Mara Engstrom is a UN interpreter in Geneva, fluent in six languages and one thing most people never learn: the exact sound a human voice makes when it is trying to deceive you. She has spent fifteen years translating speeches so carefully polished that the lies inside them shine.
Then a stranger leaves a note in her mailbox. A proposition. A classified AI system called VERITAS, capable of detecting deception in real time. One week in Vienna, monitoring nuclear negotiations with Iran. Fifty thousand euros. And the promise of something she has wanted for twenty-six years: the truth about her father's death.
What Mara finds in that basement is worse than she expected.
VERITAS works. It works perfectly.

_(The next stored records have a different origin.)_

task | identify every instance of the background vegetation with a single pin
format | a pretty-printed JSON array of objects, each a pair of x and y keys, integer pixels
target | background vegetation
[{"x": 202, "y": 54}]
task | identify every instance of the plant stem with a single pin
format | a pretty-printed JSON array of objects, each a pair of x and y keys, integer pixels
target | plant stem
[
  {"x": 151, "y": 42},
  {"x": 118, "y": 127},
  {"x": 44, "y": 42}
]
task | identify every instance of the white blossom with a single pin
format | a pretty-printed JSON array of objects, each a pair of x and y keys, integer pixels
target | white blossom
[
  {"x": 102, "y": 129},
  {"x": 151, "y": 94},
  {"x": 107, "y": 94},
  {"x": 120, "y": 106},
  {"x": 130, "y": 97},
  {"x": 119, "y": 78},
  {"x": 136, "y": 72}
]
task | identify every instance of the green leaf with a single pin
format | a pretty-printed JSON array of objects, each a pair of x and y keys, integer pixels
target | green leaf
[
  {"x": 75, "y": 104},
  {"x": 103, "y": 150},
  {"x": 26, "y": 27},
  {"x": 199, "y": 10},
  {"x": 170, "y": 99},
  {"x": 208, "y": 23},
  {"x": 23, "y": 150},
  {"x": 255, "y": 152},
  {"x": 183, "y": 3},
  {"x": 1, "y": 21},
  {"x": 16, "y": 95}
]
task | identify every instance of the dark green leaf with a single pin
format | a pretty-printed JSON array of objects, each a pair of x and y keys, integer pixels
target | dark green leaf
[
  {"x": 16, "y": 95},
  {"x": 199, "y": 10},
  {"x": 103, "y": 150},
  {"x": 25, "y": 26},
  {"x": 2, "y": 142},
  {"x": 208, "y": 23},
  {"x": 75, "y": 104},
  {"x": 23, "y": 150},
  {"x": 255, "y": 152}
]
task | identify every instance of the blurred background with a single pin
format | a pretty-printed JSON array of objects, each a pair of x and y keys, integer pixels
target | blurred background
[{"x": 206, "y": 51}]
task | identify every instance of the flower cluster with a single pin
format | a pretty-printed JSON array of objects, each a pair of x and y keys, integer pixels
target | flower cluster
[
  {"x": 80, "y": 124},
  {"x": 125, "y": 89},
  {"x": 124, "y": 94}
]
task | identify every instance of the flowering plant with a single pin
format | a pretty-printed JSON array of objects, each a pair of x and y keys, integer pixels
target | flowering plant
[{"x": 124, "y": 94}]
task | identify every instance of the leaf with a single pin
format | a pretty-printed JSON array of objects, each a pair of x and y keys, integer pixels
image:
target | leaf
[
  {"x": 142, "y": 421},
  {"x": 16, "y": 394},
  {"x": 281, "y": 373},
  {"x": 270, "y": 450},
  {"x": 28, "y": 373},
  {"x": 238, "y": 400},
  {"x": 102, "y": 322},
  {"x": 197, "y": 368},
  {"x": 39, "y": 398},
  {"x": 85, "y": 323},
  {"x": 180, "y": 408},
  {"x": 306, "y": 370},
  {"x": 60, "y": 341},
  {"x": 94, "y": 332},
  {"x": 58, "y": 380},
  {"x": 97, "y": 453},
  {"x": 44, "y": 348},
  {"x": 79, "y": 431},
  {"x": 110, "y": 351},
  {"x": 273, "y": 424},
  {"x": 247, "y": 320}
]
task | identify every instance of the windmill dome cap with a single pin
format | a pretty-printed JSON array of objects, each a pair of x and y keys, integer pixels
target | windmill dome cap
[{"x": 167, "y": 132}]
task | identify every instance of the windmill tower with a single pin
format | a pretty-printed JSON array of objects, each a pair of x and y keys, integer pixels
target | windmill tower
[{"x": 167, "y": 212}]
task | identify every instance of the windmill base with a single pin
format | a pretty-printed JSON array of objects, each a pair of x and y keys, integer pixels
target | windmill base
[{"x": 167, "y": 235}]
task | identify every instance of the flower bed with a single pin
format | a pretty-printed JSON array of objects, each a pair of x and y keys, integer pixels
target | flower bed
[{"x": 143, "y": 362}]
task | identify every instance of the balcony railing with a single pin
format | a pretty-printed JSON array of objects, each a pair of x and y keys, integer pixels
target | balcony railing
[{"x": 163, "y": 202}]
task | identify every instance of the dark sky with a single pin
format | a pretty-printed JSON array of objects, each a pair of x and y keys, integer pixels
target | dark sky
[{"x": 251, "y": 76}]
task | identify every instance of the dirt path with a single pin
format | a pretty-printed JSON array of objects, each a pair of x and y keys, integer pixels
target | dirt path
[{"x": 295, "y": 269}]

On everyone at the table, including the Americans.
As Mara begins to understand that the system has been calibrated not to reveal truth but to manufacture it, and that she was brought to Vienna not as an expert but as a witness to a crime being committed in the name of national security, the question stops being what the machine knows.
The question becomes what she will do with what she knows.
A novel about language, loyalty, and the cost of telling the truth when the institution you work for has decided truth is a liability.
"The worst thing a diplomat can do is confuse loyalty with silence."
Perfect for readers of:
- John le Carre and the moral complexity of Cold War spy fiction
- Mick Herron's Slow Horses: institutional rot and outsider conscience
- Suki Kim's The Interpreter: language as a lens on power
- Smart thrillers where the weapon is a woman who listens too well
Themes include: AI and deception detection, nuclear diplomacy, father-daughter legacy, whistleblowing, surveillance ethics, and a protagonist who wins by choosing the most dangerous thing she owns: her professional word.